What's the deal with clEnqueueWriteBufferRect?

vincentfpgarcia · January 29, 2013, 5:08am

Hi,

I have a buffer (float*) that represents an image of let’s say 120x120 pixels.
I create on the device a buffer that represents an image of 100x100.
What I want to do is to take the center of the first image (host) to fill the device one.
clEnqueueWriteBufferRect seems to be the perfect solution…

Let’s have a look on the documentation of clEnqueueWriteBufferRect.


cl_int clEnqueueWriteBufferRect(
    cl_command_queue command_queue,
    cl_mem           buffer,
    cl_bool          blocking_write,
    const size_t     buffer_origin[3],
    const size_t     host_origin[3],
    const size_t     region[3],
    size_t           buffer_row_pitch,
    size_t           buffer_slice_pitch,
    size_t           host_row_pitch,
    size_t           host_slice_pitch,
    void            *ptr,
    cl_uint          num_events_in_wait_list,
    const cl_event  *event_wait_list,
    cl_event        *event)

No comments about command_queue, buffer, blocking_write, buffer_row_pitch, buffer_slice_pitch, host_row_pitch, host_slice_pitch, ptr, num_events_in_wait_list, event_wait_list, and event. Now, because the device buffer will be entirely filled, we must have :


    size_t buffer_origin[3] = {0, 0, 0};

Only 2 parameters remain : host_origin and region. What the documentation says about these parameters is :

host_origin : The (x, y, z) offset in the memory region pointed to by ptr. For a 2D rectangle region, the z value given by host_origin[2] should be 0. The offset in bytes is computed as host_origin[2] * host_slice_pitch + host_origin[1] * host_row_pitch + host_origin[0].

region : The (width, height, depth) in bytes of the 2D or 3D rectangle being read or written. For a 2D rectangle copy, the depth value given by region[2] should be 1.

So, in my case I should use :


size_t input_offset[3]  = {10, 10, 0};
size_t region[3]        = {100*sizeof(float), 100*sizeof(float), sizeof(float)};

Of course, it doesn’t work. Let’s focus on the input_offset parameter.
If we consider their formula, it is said that “the offset in bytes is computed as host_origin[2] * host_slice_pitch + host_origin[1] * host_row_pitch + host_origin[0].”. Since host_slice_pitch and host_row_pitch are given in bytes we must have host_origin[2] and host_origin[1] as numbers and host_origin[0] in bytes! No? Otherwise the offset is wrong. Or host_slice_pitch and host_row_pitch must be given not in bytes. Why the parameters are not consistent?

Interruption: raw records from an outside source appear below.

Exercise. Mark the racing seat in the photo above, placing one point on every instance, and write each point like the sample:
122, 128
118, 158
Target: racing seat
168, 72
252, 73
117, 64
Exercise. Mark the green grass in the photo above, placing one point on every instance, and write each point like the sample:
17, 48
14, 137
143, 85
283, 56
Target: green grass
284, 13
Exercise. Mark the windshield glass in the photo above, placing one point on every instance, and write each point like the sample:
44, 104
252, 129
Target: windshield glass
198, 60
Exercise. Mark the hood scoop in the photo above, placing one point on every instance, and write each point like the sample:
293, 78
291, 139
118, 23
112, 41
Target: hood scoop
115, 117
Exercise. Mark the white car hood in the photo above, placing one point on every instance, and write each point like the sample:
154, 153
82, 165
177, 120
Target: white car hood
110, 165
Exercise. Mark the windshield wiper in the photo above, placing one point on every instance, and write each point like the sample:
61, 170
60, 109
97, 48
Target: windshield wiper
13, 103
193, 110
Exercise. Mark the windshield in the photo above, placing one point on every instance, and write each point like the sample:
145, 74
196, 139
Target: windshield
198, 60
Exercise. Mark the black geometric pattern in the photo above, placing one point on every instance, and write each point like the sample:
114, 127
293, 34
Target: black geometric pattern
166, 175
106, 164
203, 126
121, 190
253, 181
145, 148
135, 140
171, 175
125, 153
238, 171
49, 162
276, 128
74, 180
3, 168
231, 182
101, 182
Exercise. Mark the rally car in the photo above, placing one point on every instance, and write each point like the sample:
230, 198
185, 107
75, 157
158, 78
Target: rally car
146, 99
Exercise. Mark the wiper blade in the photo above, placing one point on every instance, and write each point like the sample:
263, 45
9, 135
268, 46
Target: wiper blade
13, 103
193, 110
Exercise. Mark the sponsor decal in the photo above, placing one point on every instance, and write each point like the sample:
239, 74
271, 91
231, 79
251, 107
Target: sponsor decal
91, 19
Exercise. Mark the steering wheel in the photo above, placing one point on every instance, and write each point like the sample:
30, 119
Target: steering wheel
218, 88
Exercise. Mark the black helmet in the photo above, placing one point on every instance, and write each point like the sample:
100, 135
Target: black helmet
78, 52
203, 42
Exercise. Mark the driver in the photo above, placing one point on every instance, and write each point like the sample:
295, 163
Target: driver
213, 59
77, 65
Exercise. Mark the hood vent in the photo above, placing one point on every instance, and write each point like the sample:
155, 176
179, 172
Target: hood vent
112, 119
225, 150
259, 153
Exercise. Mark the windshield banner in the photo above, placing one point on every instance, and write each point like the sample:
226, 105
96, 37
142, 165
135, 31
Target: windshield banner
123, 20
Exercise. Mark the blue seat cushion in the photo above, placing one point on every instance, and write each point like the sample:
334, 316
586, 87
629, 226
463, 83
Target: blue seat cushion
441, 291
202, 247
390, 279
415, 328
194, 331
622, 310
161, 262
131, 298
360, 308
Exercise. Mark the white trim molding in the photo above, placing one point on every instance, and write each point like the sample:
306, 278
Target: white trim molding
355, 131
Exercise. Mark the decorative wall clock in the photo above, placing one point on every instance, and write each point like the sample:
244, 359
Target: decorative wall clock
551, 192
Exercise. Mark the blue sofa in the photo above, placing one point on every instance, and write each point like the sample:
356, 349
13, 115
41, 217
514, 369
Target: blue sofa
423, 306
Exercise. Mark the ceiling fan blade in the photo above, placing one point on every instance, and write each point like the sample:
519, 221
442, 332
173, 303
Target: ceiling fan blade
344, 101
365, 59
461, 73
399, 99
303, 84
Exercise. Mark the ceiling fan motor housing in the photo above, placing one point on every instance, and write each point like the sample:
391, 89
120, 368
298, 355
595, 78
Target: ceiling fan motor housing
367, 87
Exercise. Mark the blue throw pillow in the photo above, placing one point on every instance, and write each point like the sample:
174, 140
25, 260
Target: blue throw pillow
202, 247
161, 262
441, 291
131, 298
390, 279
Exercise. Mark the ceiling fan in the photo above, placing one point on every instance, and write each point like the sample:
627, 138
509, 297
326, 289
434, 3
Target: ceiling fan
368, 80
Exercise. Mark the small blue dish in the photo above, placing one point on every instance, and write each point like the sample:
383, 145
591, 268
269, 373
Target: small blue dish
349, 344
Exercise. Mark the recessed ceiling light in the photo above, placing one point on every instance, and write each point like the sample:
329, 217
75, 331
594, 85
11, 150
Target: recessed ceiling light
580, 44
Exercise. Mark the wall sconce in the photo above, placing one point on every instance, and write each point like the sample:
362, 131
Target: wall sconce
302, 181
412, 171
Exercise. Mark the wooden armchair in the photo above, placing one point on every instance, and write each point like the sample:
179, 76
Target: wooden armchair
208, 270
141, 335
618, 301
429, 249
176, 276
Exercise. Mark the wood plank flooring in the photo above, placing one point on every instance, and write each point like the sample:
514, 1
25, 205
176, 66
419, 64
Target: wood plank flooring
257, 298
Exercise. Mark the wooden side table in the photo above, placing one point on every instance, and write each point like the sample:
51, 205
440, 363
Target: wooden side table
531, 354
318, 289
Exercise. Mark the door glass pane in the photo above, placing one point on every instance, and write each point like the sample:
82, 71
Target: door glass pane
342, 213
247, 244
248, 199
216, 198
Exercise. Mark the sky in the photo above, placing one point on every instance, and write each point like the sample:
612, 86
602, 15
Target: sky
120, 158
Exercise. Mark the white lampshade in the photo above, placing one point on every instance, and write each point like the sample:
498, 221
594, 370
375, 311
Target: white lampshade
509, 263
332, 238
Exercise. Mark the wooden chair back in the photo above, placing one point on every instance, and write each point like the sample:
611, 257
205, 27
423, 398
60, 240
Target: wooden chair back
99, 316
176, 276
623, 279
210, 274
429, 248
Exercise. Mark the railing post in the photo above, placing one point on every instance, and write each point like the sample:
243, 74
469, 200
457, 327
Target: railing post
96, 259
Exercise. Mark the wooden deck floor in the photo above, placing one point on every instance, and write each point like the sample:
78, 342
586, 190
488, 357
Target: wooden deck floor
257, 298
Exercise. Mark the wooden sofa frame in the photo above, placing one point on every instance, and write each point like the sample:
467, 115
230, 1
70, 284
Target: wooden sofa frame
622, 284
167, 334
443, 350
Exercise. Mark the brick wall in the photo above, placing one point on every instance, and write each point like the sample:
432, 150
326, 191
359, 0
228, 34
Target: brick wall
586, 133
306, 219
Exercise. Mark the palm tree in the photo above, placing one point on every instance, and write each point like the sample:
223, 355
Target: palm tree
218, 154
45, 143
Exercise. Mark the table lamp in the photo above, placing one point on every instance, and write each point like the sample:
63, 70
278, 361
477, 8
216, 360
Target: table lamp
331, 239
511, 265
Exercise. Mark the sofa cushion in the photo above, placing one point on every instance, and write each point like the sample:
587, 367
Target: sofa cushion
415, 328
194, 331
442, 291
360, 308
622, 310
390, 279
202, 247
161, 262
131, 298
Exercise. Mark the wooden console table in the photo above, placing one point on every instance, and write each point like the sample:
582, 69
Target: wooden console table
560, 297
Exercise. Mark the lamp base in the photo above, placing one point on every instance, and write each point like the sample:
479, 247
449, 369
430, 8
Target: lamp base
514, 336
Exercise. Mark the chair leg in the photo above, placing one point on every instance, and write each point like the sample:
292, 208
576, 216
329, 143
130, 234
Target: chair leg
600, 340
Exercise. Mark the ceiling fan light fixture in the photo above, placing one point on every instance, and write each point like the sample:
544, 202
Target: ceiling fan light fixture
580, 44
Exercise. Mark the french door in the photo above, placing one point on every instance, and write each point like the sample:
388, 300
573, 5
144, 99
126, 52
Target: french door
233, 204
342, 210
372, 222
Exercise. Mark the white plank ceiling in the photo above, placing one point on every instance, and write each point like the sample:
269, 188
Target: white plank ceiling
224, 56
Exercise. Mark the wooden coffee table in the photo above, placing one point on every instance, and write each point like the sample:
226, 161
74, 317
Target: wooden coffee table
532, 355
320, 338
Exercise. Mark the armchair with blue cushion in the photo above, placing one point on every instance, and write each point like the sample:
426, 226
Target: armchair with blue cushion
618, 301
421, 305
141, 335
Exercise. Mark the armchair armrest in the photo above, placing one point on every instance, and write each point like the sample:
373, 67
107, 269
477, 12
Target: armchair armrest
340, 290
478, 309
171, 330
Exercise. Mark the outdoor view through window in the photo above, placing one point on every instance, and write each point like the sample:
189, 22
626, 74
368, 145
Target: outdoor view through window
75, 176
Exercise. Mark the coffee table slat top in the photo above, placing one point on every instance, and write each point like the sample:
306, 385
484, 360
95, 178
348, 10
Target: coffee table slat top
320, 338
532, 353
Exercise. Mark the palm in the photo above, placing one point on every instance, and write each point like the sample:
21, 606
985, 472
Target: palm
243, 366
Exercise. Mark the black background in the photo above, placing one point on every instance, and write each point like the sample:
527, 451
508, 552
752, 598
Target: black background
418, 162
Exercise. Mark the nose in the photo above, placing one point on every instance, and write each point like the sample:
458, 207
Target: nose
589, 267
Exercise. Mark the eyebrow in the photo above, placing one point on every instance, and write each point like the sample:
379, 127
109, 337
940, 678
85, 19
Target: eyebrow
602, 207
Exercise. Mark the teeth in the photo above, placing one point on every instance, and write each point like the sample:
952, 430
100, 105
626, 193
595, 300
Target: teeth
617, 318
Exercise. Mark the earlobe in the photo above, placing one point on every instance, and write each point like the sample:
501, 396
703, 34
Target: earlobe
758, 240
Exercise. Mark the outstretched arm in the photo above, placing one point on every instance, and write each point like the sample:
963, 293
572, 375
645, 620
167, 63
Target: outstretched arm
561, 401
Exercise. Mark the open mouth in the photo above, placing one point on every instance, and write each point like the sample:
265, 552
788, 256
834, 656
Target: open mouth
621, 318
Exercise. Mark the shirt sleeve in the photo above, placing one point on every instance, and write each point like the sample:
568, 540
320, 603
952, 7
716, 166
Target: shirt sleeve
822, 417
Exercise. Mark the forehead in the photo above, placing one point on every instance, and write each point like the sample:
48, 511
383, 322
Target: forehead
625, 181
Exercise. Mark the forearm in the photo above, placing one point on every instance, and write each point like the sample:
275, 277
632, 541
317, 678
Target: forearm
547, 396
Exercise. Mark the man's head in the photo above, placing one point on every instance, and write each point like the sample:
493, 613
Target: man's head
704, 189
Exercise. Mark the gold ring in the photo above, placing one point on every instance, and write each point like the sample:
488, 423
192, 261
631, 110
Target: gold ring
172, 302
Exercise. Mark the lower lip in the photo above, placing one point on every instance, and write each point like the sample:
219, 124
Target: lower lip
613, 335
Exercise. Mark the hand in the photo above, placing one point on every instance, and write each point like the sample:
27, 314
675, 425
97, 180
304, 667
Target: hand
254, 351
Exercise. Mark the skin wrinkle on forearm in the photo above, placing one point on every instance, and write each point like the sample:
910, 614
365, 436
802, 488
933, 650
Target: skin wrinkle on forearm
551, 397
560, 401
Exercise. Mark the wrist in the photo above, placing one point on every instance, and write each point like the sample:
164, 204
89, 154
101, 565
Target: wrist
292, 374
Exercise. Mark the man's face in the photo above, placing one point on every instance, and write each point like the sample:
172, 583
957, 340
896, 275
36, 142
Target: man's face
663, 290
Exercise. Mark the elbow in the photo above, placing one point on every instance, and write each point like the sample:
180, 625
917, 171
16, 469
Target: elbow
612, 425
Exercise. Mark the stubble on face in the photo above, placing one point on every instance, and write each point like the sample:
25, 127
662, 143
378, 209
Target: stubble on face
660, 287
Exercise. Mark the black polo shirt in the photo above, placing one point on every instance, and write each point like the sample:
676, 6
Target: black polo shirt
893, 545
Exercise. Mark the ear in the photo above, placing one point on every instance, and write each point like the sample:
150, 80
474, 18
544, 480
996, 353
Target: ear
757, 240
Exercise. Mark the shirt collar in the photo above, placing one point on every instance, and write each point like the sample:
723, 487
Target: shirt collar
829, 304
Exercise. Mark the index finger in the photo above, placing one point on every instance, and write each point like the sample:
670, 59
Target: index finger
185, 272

Now, the region parameter. I agree that the region[0] must be in bytes so that we know how many bytes we have to copy.
However, region[1] and region[2] must be given in “number of rows” and “number of slices”, otherwise how to know how many line we have to copy? Anyway, if region[1] and region[2] are given in bytes, the program crashes. Again, why the parameters are not consistent?

Using these remarks, I have


size_t input_offset[3]  = {10*sizeof(float), 10, 0};
size_t region[3]        = {100*sizeof(float), 100, 1};

and it works perfectly.

So my question is what am I doing wrong? If I’m not doing anything wrong, don’t you think that the documentation is wrong then?

Thanks

clint3112 · January 29, 2013, 11:56pm

First region definition is not correct i think.

Doc tells you, with 2D region[2] should be 1 but you inserted sizeof(float), which is 4 on most systems

vincentfpgarcia · January 30, 2013, 1:33am

You’re right, region[2] must be 1. However, this doesn’t answer my question: even with region[2]=1, the problem still remains.

utnapishtim · January 30, 2013, 1:51am

Specification states that:

“region defines the (width in bytes, height in rows, depth in slices) of the 2D or 3D rectangle”

so the definition:

size_t region[3] = {100*sizeof(float), 100, 1};

makes perfect sense.

vincentfpgarcia · January 30, 2013, 1:55am

Yeap, that’s it, you’re right. My solution was correct finally. Maybe the online documentation should be updated. Thanks for your help.